Never ever ever push on a working two man crosscut saw. Pushing can result in jams, bent or twisted blades, or even snapped blades if the saw is cold (which can lead to injury). So, how to the people in the YouTube videos get away with pushing? Most of those saws are competition style saws with much heavier and stiffer blades.

2. Single man bucking with a two man crosscut.

I don’t know why the competition guys HAVE to use a 6′ long two man crosscut saw with one handle for one man to buck with (I guess they never heard of a one man crosscut). Trying to handle a 6′ blade with one man is difficult at best and possibly dangerous at worst. Use the right saw for the job, if you only have one man, use a one man crosscut.

3. Using too short a saw.

It was a great video of two guys using a one man crosscut with an aux handle in the toe position to make it a short two man saw. Unfortunately, there’s no sawdust showing up and they aren’t getting anywhere because the saw is far too short for the size of log they’re cutting, leaving the saw unable to carry the sawdust out of the cut.
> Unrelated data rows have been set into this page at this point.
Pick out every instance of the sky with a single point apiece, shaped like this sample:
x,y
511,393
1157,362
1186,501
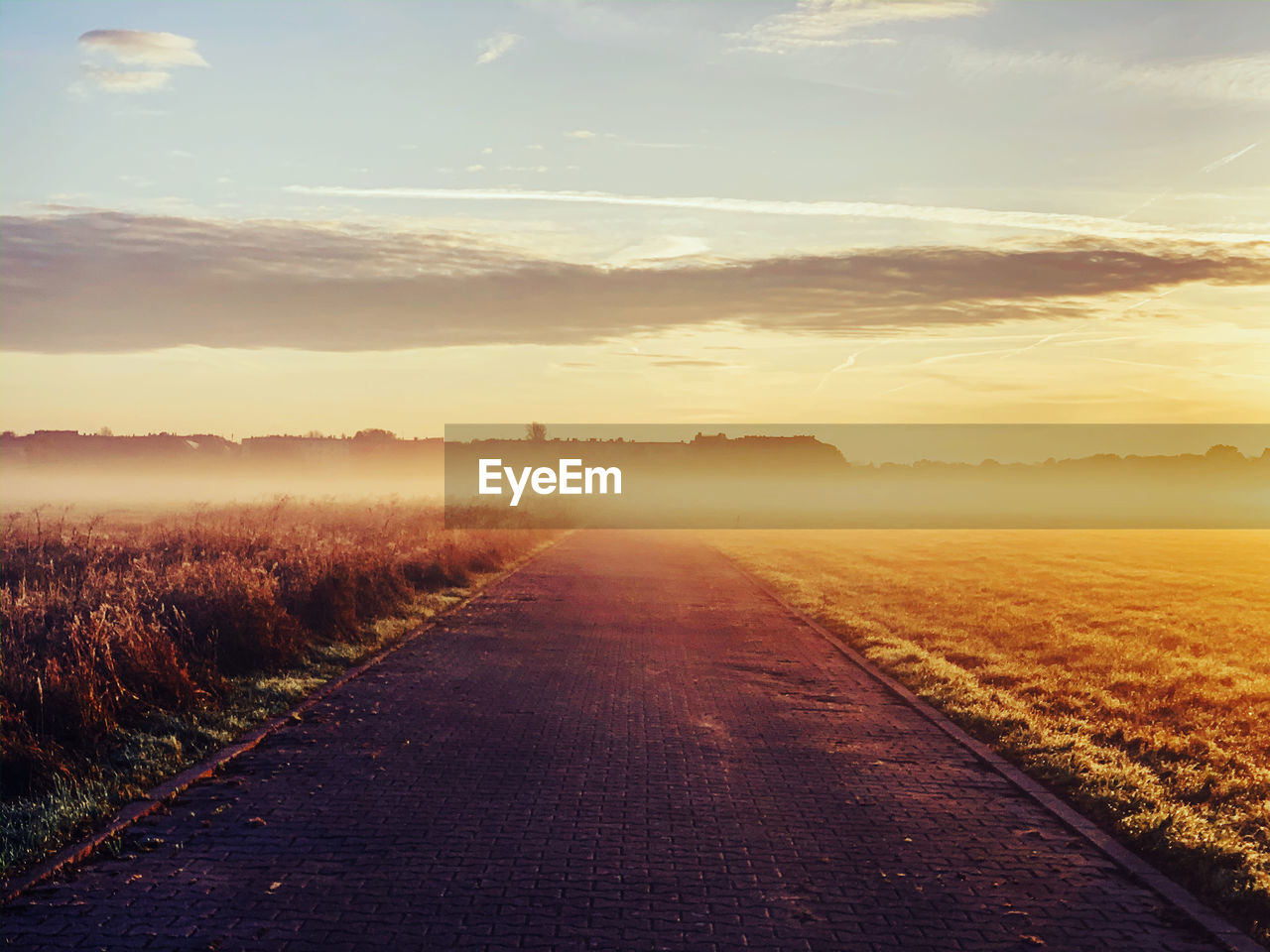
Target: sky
x,y
278,217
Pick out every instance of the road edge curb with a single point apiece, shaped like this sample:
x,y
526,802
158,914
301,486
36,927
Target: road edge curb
x,y
158,796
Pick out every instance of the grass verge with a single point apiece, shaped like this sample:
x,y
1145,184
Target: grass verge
x,y
1127,670
107,688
The saw MUST be at least twice as long as the log is wide, otherwise, the saw will NOT work.

4. Not using the handles right.

If your saw has western style handles, where the handles extend both above and below the hardware that attaches the handle to the saw, your hands belong one above and one below to make best use of the handles. Also, if your handles are supposed to have knuckle guards on them, USE THEM. It’s no fun to get your knuckles jammed into the log when the other end pulls.

5. Bucking without wedges.

If the cut is being made between two points supporting the log, the log WILL close up and pinch the saw when it’s cut part way thru. A couple of cheap plastic chainsaw wedges will work wonders to hold the kerf open so the crosscut saw blade doesn’t get pinched.

(Bonus mistake)

6. Not lubricating the blade.

For most cutting work, the saw blade should be lubricated with old fashioned paste wax or bees wax or even kerosene (the old timers used kerosene to lubricate the blade and cut the pitch from the wood).

Avoid these mistakes and your YouTube video will stand out from the legions of yahoos doing it wrong.



2 thoughts on “Working with vintage tools: Top 5 mistakes using crosscut saws.

  1. When solo bucking with a 2 man saw, most of the cut is on the push stroke,so push,push,push. I also find solo use of a 5 foot 2 man saw an advantage. I remove one handle, and can use most of the saws length with either one or two hands. And if a second sawyer appears. I’ll have a real 2 man saw.

    • I resume you’re referring to a competition style 2 man. You’re looking at a saw far heavier than a real one man crosscut, requiring extra energy to accomplish the same work, you’re expending extra energy holding the saw straight with a handle that wants to pivot in your hands, and you have a tall, unbalanced, saw plate that wants to flop over until it gets far enough in that the kerf will support it. I’ll bet you a donut I can out-buck your 5 ft competition style saw with one of my restored 4 1/2 ft Simonds 222’s :).